The spherules are tougher material than the rock matrix, Squyres said. Some are "strung like beads" along a crack in the rock. But his team does not yet know what they're made of or how they formed.
There are three leading hypotheses:
The spherules might have formed when ash from a volcanic eruption was suspended in the air, stuck together, and fell from the sky. That idea is rapidly falling from favor, Squyres said, because it would tend to produce spherules made of the same material as the rock's main matrix.
They might have formed when molten rock -- either from a volcano or a meteor impact -- froze in mid-air into glass beads.
Most interesting, they might be "concretions," which form when a fluid, possibly water, carrying dissolved minerals flows through a rock and "precipitates" a grain that typically grows into a sphere.
Squyres said all three ideas should be testable with Opportunity's suite of instruments.
If a spherule was born as a layer formed, for example, "you might see the layering preserved within the sphere," he said, favoring the concretion method. If they fell from above, one or more might have created indentations in layers of the rock.
Importantly, Squyres said the spherules do not appear to have formed by the erosive action of running water, when larger pieces of material can be worn down into smaller, spherical beads. Nor were they likely created by similarly erosive ocean waves. Concretion, however, would require liquid, perhaps water. It's not yet clear what form that liquid might have taken -- if it ever existed -- in the grand scheme of Meridiani Planum, where Opportunity landed.
Scientists speculated before the mission that the region might have been covered by a giant lake or ocean of water. That remains a possibility given the current state of the investigation.
The rover will be on a "shoot and scoot" mission for the next few days. It will take close-up pictures of the broad rock outcropping, scoot to the next site along the front of the wall, and shoot more pictures. Scientists will look for spots where the matrices of various rocks are well exposed and, hopefully, spherules will be abundant.

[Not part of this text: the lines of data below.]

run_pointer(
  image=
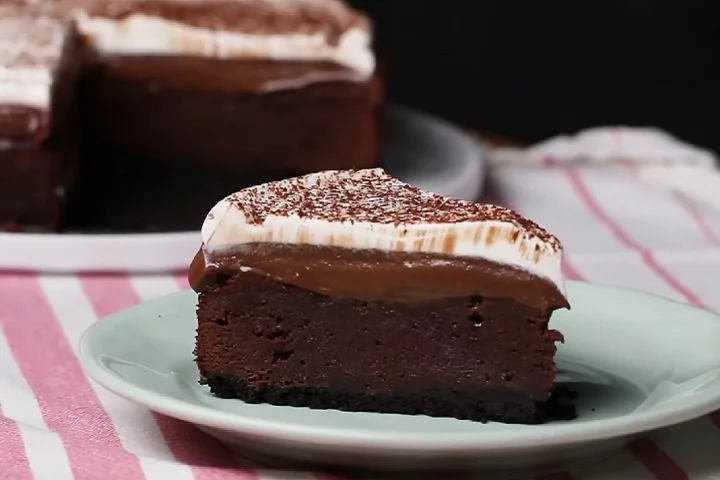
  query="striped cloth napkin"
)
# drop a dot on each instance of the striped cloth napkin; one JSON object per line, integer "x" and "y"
{"x": 617, "y": 229}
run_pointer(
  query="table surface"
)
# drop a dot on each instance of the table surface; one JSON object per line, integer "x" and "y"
{"x": 56, "y": 424}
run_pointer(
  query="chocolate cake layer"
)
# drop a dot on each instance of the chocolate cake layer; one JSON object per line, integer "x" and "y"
{"x": 324, "y": 125}
{"x": 473, "y": 357}
{"x": 31, "y": 187}
{"x": 204, "y": 142}
{"x": 179, "y": 93}
{"x": 256, "y": 76}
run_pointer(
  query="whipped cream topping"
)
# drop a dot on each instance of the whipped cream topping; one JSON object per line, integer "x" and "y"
{"x": 140, "y": 34}
{"x": 30, "y": 49}
{"x": 368, "y": 209}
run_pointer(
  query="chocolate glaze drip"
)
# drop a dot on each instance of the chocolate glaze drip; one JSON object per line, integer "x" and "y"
{"x": 377, "y": 275}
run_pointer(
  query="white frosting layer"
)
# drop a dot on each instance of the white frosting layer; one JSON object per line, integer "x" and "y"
{"x": 25, "y": 86}
{"x": 146, "y": 35}
{"x": 30, "y": 49}
{"x": 227, "y": 227}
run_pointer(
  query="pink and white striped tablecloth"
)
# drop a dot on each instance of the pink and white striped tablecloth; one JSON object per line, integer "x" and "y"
{"x": 55, "y": 424}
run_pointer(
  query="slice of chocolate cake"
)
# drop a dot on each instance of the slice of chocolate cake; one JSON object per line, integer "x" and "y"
{"x": 351, "y": 290}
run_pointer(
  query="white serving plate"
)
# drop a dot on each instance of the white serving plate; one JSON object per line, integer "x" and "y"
{"x": 625, "y": 353}
{"x": 417, "y": 148}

Once a thorough survey is complete, Opportunity would then be sent back to a couple locations to drill into rocks with its rock abrasion tool (RAT).
Squyres dangled another interesting finding Opportunity had sent back today: The rock outcropping "has got a lot of sulfur in it," he said. "That's a clue, but we don't know what it means yet."
Meanwhile, one of the minerals du jour at the Opportunity landing site, hematite, has been pushed to the back burner in terms of exploration. Hematite usually forms in the presence of standing water, and Opportunity's landing site was chosen in part because previous orbiter observations revealed an apparent abundance of hematite.
"When we look hard at the outcrop from a distance with many tests, we don't see high concentrations of hematite," Squyres said, adding that the rock matrix -- its primary material -- is probably not hematite. The spherules might contain hematite, however, and more tests should find out.
He said the highest concentrations of hematite appear to be above the rock outcropping and beyond, where Opportunity has yet to investigate up-close. "We don't know what's up there," he said. But it's possible the limited amounts of hematite found in the shallow depression where the rover landed might have rolled down from above, or it could have come from the rock outcropping.
After a thorough exploration of the shallow crater, Opportunity is expected to wheel up to the surrounding plain.